Cointegrity

Cointegrity Exclusive: Anthropic's Claude Code Leak Exposes the New Security Surface

• 8 min read • Weekly Intelligence

In what is being called one of the most significant leaks in the AI industry, Anthropic accidentally exposed the entire source code for its flagship AI coding assistant, Claude Code. On March 31, 2026, a simple release packaging error led to the publication of over 512,000 lines of unobfuscated TypeScript code, revealing unreleased features, internal model roadmaps, and anti-competitive countermeasures. Inside that package, hitching a ride nobody at Anthropic intended to offer, was a single 59.8 MB source map file. Every internal comment, every codename, every benchmark, every mechanism Anthropic had spent years building in private.
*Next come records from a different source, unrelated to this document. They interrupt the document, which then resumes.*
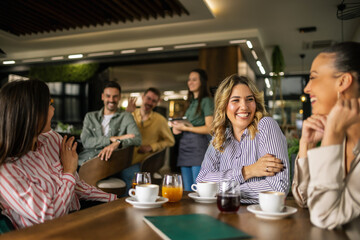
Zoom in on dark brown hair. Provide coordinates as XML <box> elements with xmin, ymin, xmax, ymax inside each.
<box><xmin>187</xmin><ymin>68</ymin><xmax>210</xmax><ymax>114</ymax></box>
<box><xmin>144</xmin><ymin>87</ymin><xmax>161</xmax><ymax>99</ymax></box>
<box><xmin>0</xmin><ymin>80</ymin><xmax>50</xmax><ymax>165</ymax></box>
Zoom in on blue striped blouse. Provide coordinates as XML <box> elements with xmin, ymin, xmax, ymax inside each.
<box><xmin>196</xmin><ymin>117</ymin><xmax>289</xmax><ymax>204</ymax></box>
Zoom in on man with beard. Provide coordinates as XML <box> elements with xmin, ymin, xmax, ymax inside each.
<box><xmin>79</xmin><ymin>81</ymin><xmax>141</xmax><ymax>165</ymax></box>
<box><xmin>126</xmin><ymin>88</ymin><xmax>175</xmax><ymax>165</ymax></box>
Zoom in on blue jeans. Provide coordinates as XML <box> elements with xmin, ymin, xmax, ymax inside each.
<box><xmin>118</xmin><ymin>163</ymin><xmax>140</xmax><ymax>197</ymax></box>
<box><xmin>181</xmin><ymin>166</ymin><xmax>201</xmax><ymax>191</ymax></box>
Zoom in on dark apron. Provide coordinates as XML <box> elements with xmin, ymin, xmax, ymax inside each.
<box><xmin>177</xmin><ymin>132</ymin><xmax>209</xmax><ymax>167</ymax></box>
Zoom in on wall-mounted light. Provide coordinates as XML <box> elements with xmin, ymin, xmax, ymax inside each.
<box><xmin>174</xmin><ymin>43</ymin><xmax>206</xmax><ymax>49</ymax></box>
<box><xmin>300</xmin><ymin>94</ymin><xmax>306</xmax><ymax>102</ymax></box>
<box><xmin>51</xmin><ymin>56</ymin><xmax>64</xmax><ymax>61</ymax></box>
<box><xmin>265</xmin><ymin>78</ymin><xmax>271</xmax><ymax>88</ymax></box>
<box><xmin>246</xmin><ymin>40</ymin><xmax>253</xmax><ymax>49</ymax></box>
<box><xmin>130</xmin><ymin>93</ymin><xmax>141</xmax><ymax>97</ymax></box>
<box><xmin>22</xmin><ymin>58</ymin><xmax>44</xmax><ymax>63</ymax></box>
<box><xmin>120</xmin><ymin>49</ymin><xmax>136</xmax><ymax>54</ymax></box>
<box><xmin>148</xmin><ymin>47</ymin><xmax>164</xmax><ymax>52</ymax></box>
<box><xmin>259</xmin><ymin>66</ymin><xmax>266</xmax><ymax>75</ymax></box>
<box><xmin>251</xmin><ymin>49</ymin><xmax>258</xmax><ymax>60</ymax></box>
<box><xmin>88</xmin><ymin>51</ymin><xmax>115</xmax><ymax>57</ymax></box>
<box><xmin>229</xmin><ymin>39</ymin><xmax>246</xmax><ymax>44</ymax></box>
<box><xmin>68</xmin><ymin>54</ymin><xmax>84</xmax><ymax>59</ymax></box>
<box><xmin>3</xmin><ymin>60</ymin><xmax>15</xmax><ymax>65</ymax></box>
<box><xmin>164</xmin><ymin>91</ymin><xmax>175</xmax><ymax>96</ymax></box>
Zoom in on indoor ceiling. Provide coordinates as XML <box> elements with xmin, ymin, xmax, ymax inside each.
<box><xmin>0</xmin><ymin>0</ymin><xmax>360</xmax><ymax>74</ymax></box>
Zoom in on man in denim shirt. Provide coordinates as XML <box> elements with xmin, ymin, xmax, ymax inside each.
<box><xmin>79</xmin><ymin>81</ymin><xmax>141</xmax><ymax>165</ymax></box>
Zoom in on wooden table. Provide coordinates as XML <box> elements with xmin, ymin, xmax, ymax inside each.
<box><xmin>0</xmin><ymin>193</ymin><xmax>347</xmax><ymax>240</ymax></box>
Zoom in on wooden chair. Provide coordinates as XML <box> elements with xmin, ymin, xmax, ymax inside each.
<box><xmin>79</xmin><ymin>146</ymin><xmax>134</xmax><ymax>196</ymax></box>
<box><xmin>140</xmin><ymin>148</ymin><xmax>166</xmax><ymax>185</ymax></box>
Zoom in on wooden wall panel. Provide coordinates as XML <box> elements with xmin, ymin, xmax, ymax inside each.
<box><xmin>199</xmin><ymin>46</ymin><xmax>242</xmax><ymax>88</ymax></box>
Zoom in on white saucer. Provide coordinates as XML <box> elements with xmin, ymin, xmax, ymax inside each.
<box><xmin>188</xmin><ymin>193</ymin><xmax>217</xmax><ymax>203</ymax></box>
<box><xmin>125</xmin><ymin>197</ymin><xmax>169</xmax><ymax>209</ymax></box>
<box><xmin>247</xmin><ymin>205</ymin><xmax>297</xmax><ymax>220</ymax></box>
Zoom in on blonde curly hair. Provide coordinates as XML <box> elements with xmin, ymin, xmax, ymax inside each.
<box><xmin>211</xmin><ymin>74</ymin><xmax>268</xmax><ymax>152</ymax></box>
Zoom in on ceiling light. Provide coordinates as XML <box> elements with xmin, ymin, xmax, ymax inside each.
<box><xmin>174</xmin><ymin>43</ymin><xmax>206</xmax><ymax>49</ymax></box>
<box><xmin>51</xmin><ymin>56</ymin><xmax>64</xmax><ymax>61</ymax></box>
<box><xmin>22</xmin><ymin>58</ymin><xmax>44</xmax><ymax>63</ymax></box>
<box><xmin>259</xmin><ymin>66</ymin><xmax>266</xmax><ymax>74</ymax></box>
<box><xmin>88</xmin><ymin>51</ymin><xmax>114</xmax><ymax>57</ymax></box>
<box><xmin>300</xmin><ymin>95</ymin><xmax>306</xmax><ymax>102</ymax></box>
<box><xmin>229</xmin><ymin>39</ymin><xmax>246</xmax><ymax>44</ymax></box>
<box><xmin>130</xmin><ymin>93</ymin><xmax>141</xmax><ymax>97</ymax></box>
<box><xmin>265</xmin><ymin>78</ymin><xmax>271</xmax><ymax>88</ymax></box>
<box><xmin>251</xmin><ymin>49</ymin><xmax>258</xmax><ymax>60</ymax></box>
<box><xmin>148</xmin><ymin>47</ymin><xmax>164</xmax><ymax>52</ymax></box>
<box><xmin>68</xmin><ymin>54</ymin><xmax>83</xmax><ymax>59</ymax></box>
<box><xmin>246</xmin><ymin>41</ymin><xmax>253</xmax><ymax>49</ymax></box>
<box><xmin>3</xmin><ymin>60</ymin><xmax>15</xmax><ymax>65</ymax></box>
<box><xmin>120</xmin><ymin>49</ymin><xmax>136</xmax><ymax>54</ymax></box>
<box><xmin>164</xmin><ymin>91</ymin><xmax>175</xmax><ymax>96</ymax></box>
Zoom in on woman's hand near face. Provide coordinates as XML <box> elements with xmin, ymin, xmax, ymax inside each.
<box><xmin>169</xmin><ymin>121</ymin><xmax>182</xmax><ymax>135</ymax></box>
<box><xmin>321</xmin><ymin>98</ymin><xmax>360</xmax><ymax>146</ymax></box>
<box><xmin>242</xmin><ymin>154</ymin><xmax>284</xmax><ymax>181</ymax></box>
<box><xmin>299</xmin><ymin>115</ymin><xmax>326</xmax><ymax>158</ymax></box>
<box><xmin>301</xmin><ymin>115</ymin><xmax>326</xmax><ymax>144</ymax></box>
<box><xmin>60</xmin><ymin>135</ymin><xmax>78</xmax><ymax>175</ymax></box>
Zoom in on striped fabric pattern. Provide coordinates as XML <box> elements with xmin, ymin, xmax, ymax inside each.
<box><xmin>196</xmin><ymin>117</ymin><xmax>289</xmax><ymax>204</ymax></box>
<box><xmin>0</xmin><ymin>131</ymin><xmax>116</xmax><ymax>228</ymax></box>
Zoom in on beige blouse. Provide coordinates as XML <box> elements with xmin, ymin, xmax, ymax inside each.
<box><xmin>292</xmin><ymin>142</ymin><xmax>360</xmax><ymax>234</ymax></box>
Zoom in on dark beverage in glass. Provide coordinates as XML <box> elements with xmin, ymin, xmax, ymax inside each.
<box><xmin>217</xmin><ymin>194</ymin><xmax>240</xmax><ymax>213</ymax></box>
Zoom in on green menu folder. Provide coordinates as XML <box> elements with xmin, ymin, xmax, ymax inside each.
<box><xmin>144</xmin><ymin>214</ymin><xmax>251</xmax><ymax>240</ymax></box>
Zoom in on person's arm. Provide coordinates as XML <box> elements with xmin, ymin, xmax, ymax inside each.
<box><xmin>238</xmin><ymin>117</ymin><xmax>289</xmax><ymax>203</ymax></box>
<box><xmin>291</xmin><ymin>154</ymin><xmax>310</xmax><ymax>208</ymax></box>
<box><xmin>0</xmin><ymin>162</ymin><xmax>75</xmax><ymax>223</ymax></box>
<box><xmin>196</xmin><ymin>141</ymin><xmax>225</xmax><ymax>182</ymax></box>
<box><xmin>308</xmin><ymin>99</ymin><xmax>360</xmax><ymax>229</ymax></box>
<box><xmin>150</xmin><ymin>117</ymin><xmax>175</xmax><ymax>152</ymax></box>
<box><xmin>172</xmin><ymin>115</ymin><xmax>214</xmax><ymax>134</ymax></box>
<box><xmin>80</xmin><ymin>113</ymin><xmax>111</xmax><ymax>148</ymax></box>
<box><xmin>308</xmin><ymin>145</ymin><xmax>360</xmax><ymax>229</ymax></box>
All of it, publicly indexed, publicly downloadable, and within hours mirrored across GitHub at a velocity no repository in the platform’s history had ever matched.

84,000 stars. 82,000 forks. The fastest-growing repository in GitHub history. By the time Anthropic’s legal team was drafting DMCA notices, the internet had already made copies of the copies.

The timing made the entire thing feel like a bit. The internet could not decide whether the day-before-April-Fools adjacency was incompetence, performance art, or a cry for help. What it actually was, and this is the part that got buried under the memes, was an open window that someone with bad intentions walked straight through. Users who installed or updated Claude Code during a specific three-hour window on March 31 may have had malicious software installed on their machines without knowing it. The chaos of the leak was the cover. More on that below, and if you updated Claude Code that morning, read the security section before anything else.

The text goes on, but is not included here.